En ese momento tropezó con su propio trípode. La cámara tembló, el foco saltó a su estantería caótica y el micrófono captó un claro «¡Aaaaaah!».
Lo notable: El té no se derramó. Nada voló.
«Vale», jadeó Marvin mientras enderezaba la cámara. «Lo que decía: he madurado.»
Tomó un sorbo, miró seriamente a la cámara y dijo:
«Chicos, no sé si yo he madurado o si este té es adulto por mí, pero… esto sabe a: ‘No tengo mi vida controlada, pero este sorbo me acerca un paso.’»
Terminó el vídeo, recortó pausas incómodas, pero dejó el casi-tropiezo — porque la IA le recordó que a su audiencia le encantaba.
Esa misma noche subió el reel:
«Del caos del matcha a la crisis existencial semidomesticada. #ad #noad #nose»
Las reacciones no tardaron:
Comentarios:
«Esta es la publicidad más honesta que he visto.»
«Quiero ese té.

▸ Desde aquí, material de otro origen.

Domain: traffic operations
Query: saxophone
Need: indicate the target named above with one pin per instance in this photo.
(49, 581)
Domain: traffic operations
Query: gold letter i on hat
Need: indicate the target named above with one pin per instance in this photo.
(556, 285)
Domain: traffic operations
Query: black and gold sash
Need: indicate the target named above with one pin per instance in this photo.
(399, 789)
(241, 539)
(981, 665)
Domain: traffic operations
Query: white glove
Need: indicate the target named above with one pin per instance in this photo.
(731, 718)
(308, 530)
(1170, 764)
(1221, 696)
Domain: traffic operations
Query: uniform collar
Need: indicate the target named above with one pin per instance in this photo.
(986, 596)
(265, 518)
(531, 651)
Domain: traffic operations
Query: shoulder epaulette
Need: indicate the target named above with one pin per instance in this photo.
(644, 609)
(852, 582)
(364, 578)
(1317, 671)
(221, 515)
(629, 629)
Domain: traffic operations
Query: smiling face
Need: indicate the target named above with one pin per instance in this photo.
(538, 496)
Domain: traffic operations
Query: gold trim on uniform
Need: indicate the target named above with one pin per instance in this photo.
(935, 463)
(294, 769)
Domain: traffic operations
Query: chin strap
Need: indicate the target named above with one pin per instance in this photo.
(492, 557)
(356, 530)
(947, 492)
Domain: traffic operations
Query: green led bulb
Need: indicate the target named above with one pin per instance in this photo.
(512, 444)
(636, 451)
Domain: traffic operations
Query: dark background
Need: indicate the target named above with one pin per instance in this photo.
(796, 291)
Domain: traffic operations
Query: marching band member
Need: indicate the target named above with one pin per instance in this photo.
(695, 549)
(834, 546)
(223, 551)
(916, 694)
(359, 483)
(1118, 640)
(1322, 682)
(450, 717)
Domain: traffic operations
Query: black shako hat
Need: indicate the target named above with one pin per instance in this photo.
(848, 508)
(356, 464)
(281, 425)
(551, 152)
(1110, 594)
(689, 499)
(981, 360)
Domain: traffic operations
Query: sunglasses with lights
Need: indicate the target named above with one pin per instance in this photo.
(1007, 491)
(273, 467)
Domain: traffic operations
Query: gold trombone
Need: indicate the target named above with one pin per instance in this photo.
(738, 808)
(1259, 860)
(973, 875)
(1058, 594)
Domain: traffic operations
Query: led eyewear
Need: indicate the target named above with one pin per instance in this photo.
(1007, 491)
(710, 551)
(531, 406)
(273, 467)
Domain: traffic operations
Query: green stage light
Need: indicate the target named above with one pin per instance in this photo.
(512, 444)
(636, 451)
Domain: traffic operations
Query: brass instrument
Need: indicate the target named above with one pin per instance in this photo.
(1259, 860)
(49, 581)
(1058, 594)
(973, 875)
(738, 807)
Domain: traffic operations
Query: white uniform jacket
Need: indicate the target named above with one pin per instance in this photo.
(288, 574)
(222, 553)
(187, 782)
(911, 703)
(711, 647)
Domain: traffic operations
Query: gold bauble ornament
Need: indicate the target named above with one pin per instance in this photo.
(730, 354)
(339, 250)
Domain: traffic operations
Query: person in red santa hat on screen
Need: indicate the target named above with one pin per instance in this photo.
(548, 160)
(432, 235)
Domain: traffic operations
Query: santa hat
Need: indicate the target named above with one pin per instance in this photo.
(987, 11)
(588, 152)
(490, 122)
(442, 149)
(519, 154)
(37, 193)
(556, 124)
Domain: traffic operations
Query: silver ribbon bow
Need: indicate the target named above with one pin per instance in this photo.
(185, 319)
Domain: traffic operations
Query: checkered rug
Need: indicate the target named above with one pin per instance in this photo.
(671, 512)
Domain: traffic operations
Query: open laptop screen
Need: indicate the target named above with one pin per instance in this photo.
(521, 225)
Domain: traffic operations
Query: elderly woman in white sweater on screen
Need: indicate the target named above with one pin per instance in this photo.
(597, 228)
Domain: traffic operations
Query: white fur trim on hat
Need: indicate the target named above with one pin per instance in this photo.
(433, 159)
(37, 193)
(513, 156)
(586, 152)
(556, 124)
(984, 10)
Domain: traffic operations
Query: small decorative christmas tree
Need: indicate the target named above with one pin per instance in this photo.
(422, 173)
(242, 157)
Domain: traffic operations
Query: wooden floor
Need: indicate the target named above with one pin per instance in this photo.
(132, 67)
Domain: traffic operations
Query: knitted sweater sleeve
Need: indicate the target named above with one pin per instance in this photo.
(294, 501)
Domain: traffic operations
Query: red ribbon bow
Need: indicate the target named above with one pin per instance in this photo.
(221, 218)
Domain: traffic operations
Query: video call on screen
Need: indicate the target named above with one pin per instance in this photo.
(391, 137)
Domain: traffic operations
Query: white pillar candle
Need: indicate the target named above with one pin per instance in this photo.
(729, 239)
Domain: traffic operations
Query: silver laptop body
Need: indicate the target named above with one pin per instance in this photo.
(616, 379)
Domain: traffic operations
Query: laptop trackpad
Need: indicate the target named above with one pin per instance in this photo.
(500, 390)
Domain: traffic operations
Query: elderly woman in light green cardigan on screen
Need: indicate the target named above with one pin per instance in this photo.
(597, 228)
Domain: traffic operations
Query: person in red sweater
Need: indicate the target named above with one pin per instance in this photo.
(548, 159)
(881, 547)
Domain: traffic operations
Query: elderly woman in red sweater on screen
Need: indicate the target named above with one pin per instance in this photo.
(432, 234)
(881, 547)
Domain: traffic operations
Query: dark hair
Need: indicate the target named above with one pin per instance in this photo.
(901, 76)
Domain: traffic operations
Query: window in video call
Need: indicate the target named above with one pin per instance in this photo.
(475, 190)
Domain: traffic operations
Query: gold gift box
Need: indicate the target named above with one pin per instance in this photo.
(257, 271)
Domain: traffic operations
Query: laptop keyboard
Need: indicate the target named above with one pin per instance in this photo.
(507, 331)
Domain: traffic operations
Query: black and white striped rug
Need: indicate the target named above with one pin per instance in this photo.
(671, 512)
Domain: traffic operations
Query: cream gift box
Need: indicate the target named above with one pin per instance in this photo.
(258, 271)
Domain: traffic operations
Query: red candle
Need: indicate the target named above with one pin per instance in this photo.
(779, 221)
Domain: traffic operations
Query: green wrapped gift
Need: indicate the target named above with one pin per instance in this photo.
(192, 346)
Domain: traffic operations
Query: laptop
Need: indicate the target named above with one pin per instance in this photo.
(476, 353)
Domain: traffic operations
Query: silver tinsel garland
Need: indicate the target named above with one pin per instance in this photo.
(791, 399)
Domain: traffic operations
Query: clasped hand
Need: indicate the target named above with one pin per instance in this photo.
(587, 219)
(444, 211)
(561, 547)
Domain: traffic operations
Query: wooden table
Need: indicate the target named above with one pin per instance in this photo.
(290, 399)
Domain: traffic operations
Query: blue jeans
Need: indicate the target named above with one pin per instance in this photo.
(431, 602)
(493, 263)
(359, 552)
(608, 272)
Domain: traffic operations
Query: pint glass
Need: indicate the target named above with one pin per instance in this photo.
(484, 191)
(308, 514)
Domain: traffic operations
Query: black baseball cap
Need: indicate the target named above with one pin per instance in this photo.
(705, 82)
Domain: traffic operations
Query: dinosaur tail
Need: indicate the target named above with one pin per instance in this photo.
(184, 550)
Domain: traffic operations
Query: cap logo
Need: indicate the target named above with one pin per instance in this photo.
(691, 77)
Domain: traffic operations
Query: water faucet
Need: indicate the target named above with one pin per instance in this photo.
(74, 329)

Y tu silla. Y tu tecnología anti-gravedad de tazas.»
«Influencers que admiten no tener su vida organizada = follow inmediato.»
La empresa de té le escribió a la mañana siguiente:
«Nos hemos reído a carcajadas. Y las ventas han aumentado esta mañana. Si quieres, podemos ampliar la colaboración.»
Marvin se quedo en el sofá, mirando el mensaje, sintiendo una mezcla de alegría, pánico y cafeína.
Tom le escribió después:
«Felicidades. Eres oficialmente ‘el chico del té que casi se cae’.»
Por primera vez, Marvin sintió que había creado algo propio. No perfecto, no planeado — pero lo suficientemente real como para que desconocidos se vieran reflejados en él.
Por la noche abrió su app de notas. La IA ya había generado una nueva sugerencia:
«10 ideas para tu próxima serie: ‘Intento optimizar mi vida y solo fracaso un poco’.»
Marvin sonrió. Quizás esto no era solo una fase. Quizás se podía convertir el caos ligero en un concepto.
Miró a la cámara de su móvil, pulsó grabar por reflejo y dijo:
«Vale internet, al parecer queréis más. Ahora vuestra patata del caos favorita intenta desarrollar una estrategia de contenido… ¿qué podría salir mal?»